Pour bien préciser avant la traduction : ici, un « trope » est un cliché, une idée reçue, une allégorie etc. qu’on retrouve régulièrement dans une oeuvre culturelle.

« Bienvenue sur notre série de vidéos en plusieurs parties qui explore les rôles et représentations des femmes dans les jeux vidéo. Ce projet va examiner, d’un point de vue systémique et large, les tropes, outils scénaristiques et schémas les plus communément associés aux femmes dans le monde vidéoludique.

Cette série comportera une analyse critique de plusieurs jeux et personnages très appréciés, mais rappelez-vous qu’il est possible (et même indispensable) d’aimer un média tout en gardant un esprit critique sur ses aspects les plus problématiques ou pernicieux.

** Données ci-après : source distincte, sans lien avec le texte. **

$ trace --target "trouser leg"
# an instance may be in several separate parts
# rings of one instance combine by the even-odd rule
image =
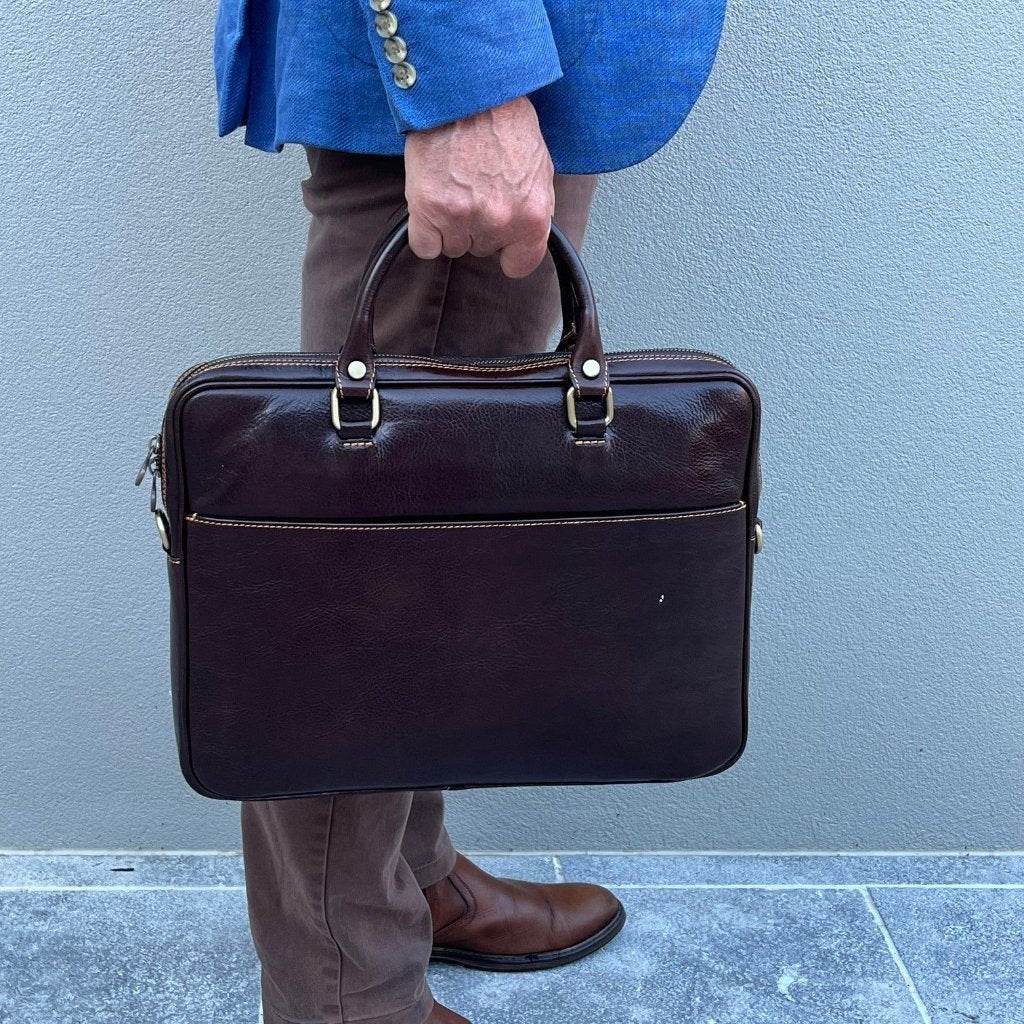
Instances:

Alors sans plus attendre, passons directement à la Damoiselle en Détresse.

Commençons avec l’histoire d’un jeu auquel personne n’a jamais pu jouer.

En 1999, le studio de jeux vidéo RARE travaillait dur sur un nouveau titre inédit pour la Nintendo 64, intitulé Dinosaur Planet. Le jeu devait comporter une héroïne de 16 ans, appelée Krystal, en tant qu’un des deux personnages jouables. Elle pouvait voyager dans le temps, combattre des monstres préhistoriques grâce à ses aptitudes magiques et sauver le monde. Elle était forte, débrouillarde et héroïque.

(Vidéo de Dinosaur Planet : « Et qui êtes-vous, fille animale ? » « Mon nom est Krystal ! »)

C’est assez cool, pas vrai ? Enfin… ça l’aurait été, sauf que le jeu n’est jamais sorti. Alors que le projet était quasiment terminé, le légendaire designer de jeux vidéo Shigeru Miyamoto plaisanta en disant qu’il faudrait plutôt faire le troisième élément de sa franchise, Star Fox. C’est exactement ce que fit Nintendo pendant les deux années qui suivirent : ils ont réécri et redesigné le jeu, qui sortit en tant que Star Fox Adventures pour Game Cube en 2002.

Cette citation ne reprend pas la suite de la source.